桌子上也不过是一副棋盘,外加一壶清茶,还有对弈的二人。
谢清霖有个习惯,他任何时候都不会轻视任何对手,每一步棋子都下的格外稳妥,只是又难免带了些杀伐之气。
对面的江家家主江潮其实如今心里头是没有底的,镇国将军府虽然暗中和他们传递了消息,虽叫他吓了一跳,却仍旧不是完全相信的。
所以也不能贸然就将自己的底牌全部展露,只能先来在心理上恐吓谢清霖,希望对方能够忍不住露出马脚。
只是眼前这个晚辈,却像个软硬不吃的刺头青一般,明明浑身都是不羁,却又叫江家家主觉察不出一丝的破绽来。
“听闻,谢世侄在京城里头同我儿少安,生过一些龃龉啊。
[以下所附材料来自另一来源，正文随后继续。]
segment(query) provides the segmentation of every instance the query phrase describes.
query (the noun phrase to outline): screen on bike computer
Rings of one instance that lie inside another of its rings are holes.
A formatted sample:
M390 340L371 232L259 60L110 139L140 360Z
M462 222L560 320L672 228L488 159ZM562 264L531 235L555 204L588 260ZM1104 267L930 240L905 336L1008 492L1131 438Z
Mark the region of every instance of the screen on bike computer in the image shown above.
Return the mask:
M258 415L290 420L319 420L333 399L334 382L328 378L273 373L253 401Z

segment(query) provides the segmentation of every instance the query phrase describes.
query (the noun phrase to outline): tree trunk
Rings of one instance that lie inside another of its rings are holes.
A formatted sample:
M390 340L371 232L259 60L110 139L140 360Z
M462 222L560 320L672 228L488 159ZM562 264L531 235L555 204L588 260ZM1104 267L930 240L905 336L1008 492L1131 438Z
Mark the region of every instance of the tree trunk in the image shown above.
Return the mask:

”
执白棋的江家家主随手将谢清霖其中的一枚黑子逼到角落里头,慢悠悠的开口说道。
“不过是些小事,年少轻狂罢了。”谢清霖既没有反驳,也没有承认是什么事情,似乎对自己这颗黑子的去留毫不在意。
“这还是我那夫人,刚从京城里头回来的时候说的,实在是叫世伯我有些好奇。”江家家主抿了一口茶,眼底闪过了一丝阴狠,这谢清霖如果真是觉察到了什么,他也不介意直接在这里就送他走。
他已经派人将整个驿站都包围起来了,一个蚊子也别想飞走报信,到时候来个死无对证,再将脏水尽数泼到那王家小子身上,最后坐收渔翁之利的不还是他们江家。
“也没什么大事,不若等世侄我回了京城,再同江世兄把酒言欢,解了便是了。”斟酌了几步,谢清霖伸出手将黑子落到了其中关键的一处,整个棋盘的局势都发生了改变。
江潮没有料到,这个年轻人竟然在这种时候依旧能够冷静地下完这盘棋。
这个年轻人实在是不简单。
他知道自己心里头是没有实证的,毕竟真的杀一个钦差大臣,就算找到了替罪羊,也依旧不能打消圣人怀疑的念头。
到时候他们江家布局了这么些年,步步为营,甚至不惜同外族人交易,只为了能够彻底盘踞在江南。在事情成功之前,是决不能够走漏风声的。
“把酒言欢倒不如趁着今日,”见棋盘上胜负已分,江家家主很快以其人之道还施彼身,“前些日子同明珠县主退婚,实在是有些对不住她,老是想着能够有机会坐在一起,给她赔礼道歉。”
既然已经开始了,倒不如趁着这个机会,彻底摸清楚谢清霖这个钦差大臣,究竟知不知道江南里头有这么多暗探的事情。
如果不知道,那说明镇国将军府其实是和圣人串通好了,来诈他江家,好借了他江潮的手,和王谢两家起了争斗,好叫他们这些主张削弱世家的想法得到实现。
不得不说,江家家主实在是个老狐狸,只是有些过于谨慎。
谢清霖根本不敢迟疑,他故作不在意,“喝酒这种事,倒也不必去请明珠县主,江家家主若不嫌弃,世侄愿陪一醉。”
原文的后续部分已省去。